Gericht VG Potsdam 3. Kammer Entscheidungsdatum 14.02.2024
Aktenzeichen VG 3 L 67/24 ECLI ECLI:DE:VGPOTSD:2024:0214.3L67.24.00
Dokumententyp Beschluss Verfahrensgang -
Normen § 81 b Abs. 1, 2 Alternative StPO

Tenor

Der Antrag wird abgelehnt.

Der Antragsteller trägt die Kosten des Verfahrens.

Der Streitwert wird auf 2.500 Euro festgesetzt.

Gründe

Da nach § 78 Abs. 1 Nr. 2 VwGO i.V.m. § 8 Abs. 2 BbgVwGG Anfechtungsklagen gegen die Behörde zu richten sind, die den angefochtenen Verwaltungsakt erlassen hat, und diese Regelung entsprechend auch für Verfahren des vorläufigen Rechtsschutzes gilt, wurde das Rubrum auf Passivseite wie ersichtlich berichtigt.

1. Der Antrag des Antragstellers,

die aufschiebende Wirkung seines Widerspruchs vom 26. Januar 2024 gegen die Anordnung zur Durchführung einer erkennungsdienstlichen Behandlung des Antragsgegners vom 10. Januar 2024 wiederherzustellen,

bleibt ohne Erfolg.

Der auf § 80 Abs. 5 Satz 1 Alt. 2 VwGO gestützte Antrag ist zulässig, aber unbegründet.

a) Die Anordnung der sofortigen Vollziehung entspricht den formellen Anforderungen gemäß § 80 Abs. 3 VwGO, wonach in den Fällen des § 80 Abs. 2 Satz 1 Nr. 4 VwGO das besondere Interesse an der sofortigen Vollziehung des Verwaltungsaktes schriftlich zu begründen ist.
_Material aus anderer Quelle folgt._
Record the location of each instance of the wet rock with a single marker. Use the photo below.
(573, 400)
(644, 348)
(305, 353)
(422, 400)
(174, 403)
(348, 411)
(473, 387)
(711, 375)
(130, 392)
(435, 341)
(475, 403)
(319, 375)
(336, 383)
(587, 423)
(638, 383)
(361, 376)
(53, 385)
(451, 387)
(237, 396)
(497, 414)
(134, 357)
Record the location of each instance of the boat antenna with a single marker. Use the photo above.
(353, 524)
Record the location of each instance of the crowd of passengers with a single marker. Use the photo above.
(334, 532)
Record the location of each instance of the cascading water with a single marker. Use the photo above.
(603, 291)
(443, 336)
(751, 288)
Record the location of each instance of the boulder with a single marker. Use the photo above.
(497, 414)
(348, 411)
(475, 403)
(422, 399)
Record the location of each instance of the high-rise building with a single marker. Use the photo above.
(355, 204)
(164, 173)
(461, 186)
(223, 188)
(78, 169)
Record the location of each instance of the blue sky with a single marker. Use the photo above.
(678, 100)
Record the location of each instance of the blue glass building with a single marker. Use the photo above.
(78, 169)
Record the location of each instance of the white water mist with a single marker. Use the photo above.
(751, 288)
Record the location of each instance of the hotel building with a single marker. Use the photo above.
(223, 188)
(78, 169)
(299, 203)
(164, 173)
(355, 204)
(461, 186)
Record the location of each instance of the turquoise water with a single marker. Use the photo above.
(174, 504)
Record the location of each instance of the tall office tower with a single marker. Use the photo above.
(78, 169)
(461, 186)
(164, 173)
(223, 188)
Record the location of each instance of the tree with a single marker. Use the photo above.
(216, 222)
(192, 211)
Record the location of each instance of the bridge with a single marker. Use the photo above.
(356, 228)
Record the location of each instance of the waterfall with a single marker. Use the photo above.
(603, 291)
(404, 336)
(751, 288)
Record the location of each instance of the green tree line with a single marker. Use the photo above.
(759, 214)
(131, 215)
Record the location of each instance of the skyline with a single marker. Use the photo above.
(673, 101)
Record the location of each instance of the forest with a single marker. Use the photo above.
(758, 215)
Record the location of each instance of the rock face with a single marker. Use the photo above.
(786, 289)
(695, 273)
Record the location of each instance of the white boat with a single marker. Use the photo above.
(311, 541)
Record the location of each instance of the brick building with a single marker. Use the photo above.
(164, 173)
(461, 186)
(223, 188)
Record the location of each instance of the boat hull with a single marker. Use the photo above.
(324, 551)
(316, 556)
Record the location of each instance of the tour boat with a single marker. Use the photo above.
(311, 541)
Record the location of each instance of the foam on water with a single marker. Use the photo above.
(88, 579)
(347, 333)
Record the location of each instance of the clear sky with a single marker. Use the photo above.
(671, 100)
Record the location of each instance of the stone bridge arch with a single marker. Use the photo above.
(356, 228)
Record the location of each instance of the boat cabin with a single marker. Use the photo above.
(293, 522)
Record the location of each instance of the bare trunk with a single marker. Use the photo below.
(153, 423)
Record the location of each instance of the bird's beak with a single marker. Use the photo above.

Die Vollziehbarkeitsanordnung lässt durch Bezugnahme auf die konkreten Umstände des Einzelfalls hinreichend erkennen, dass sich die Behörde des rechtlichen Ausnahmecharakters der Anordnung bewusst ist. Deckt sich die Begründung des besonderen Vollzugsinteresses mit der Begründung der Anordnung der erkennungsdienstlichen Behandlung teilweise – hier soweit auf die Gefahr der wiederholten Begehung von Straftaten abgestellt wird –, ist dies unschädlich, weil sich bei Gefahrenabwehrmaßnahmen aufgrund der typischerweise gesteigerten Gefährdungslage für das öffentliche Interesse eine (teilweise) Identität der Begründung schon aus der besonderen Dringlichkeit rechtfertigen lässt (vgl. OVG Berlin-Brandenburg, Beschluss vom 10. Juni 2009 – OVG 1 S 97.09 –, juris Rn. 3).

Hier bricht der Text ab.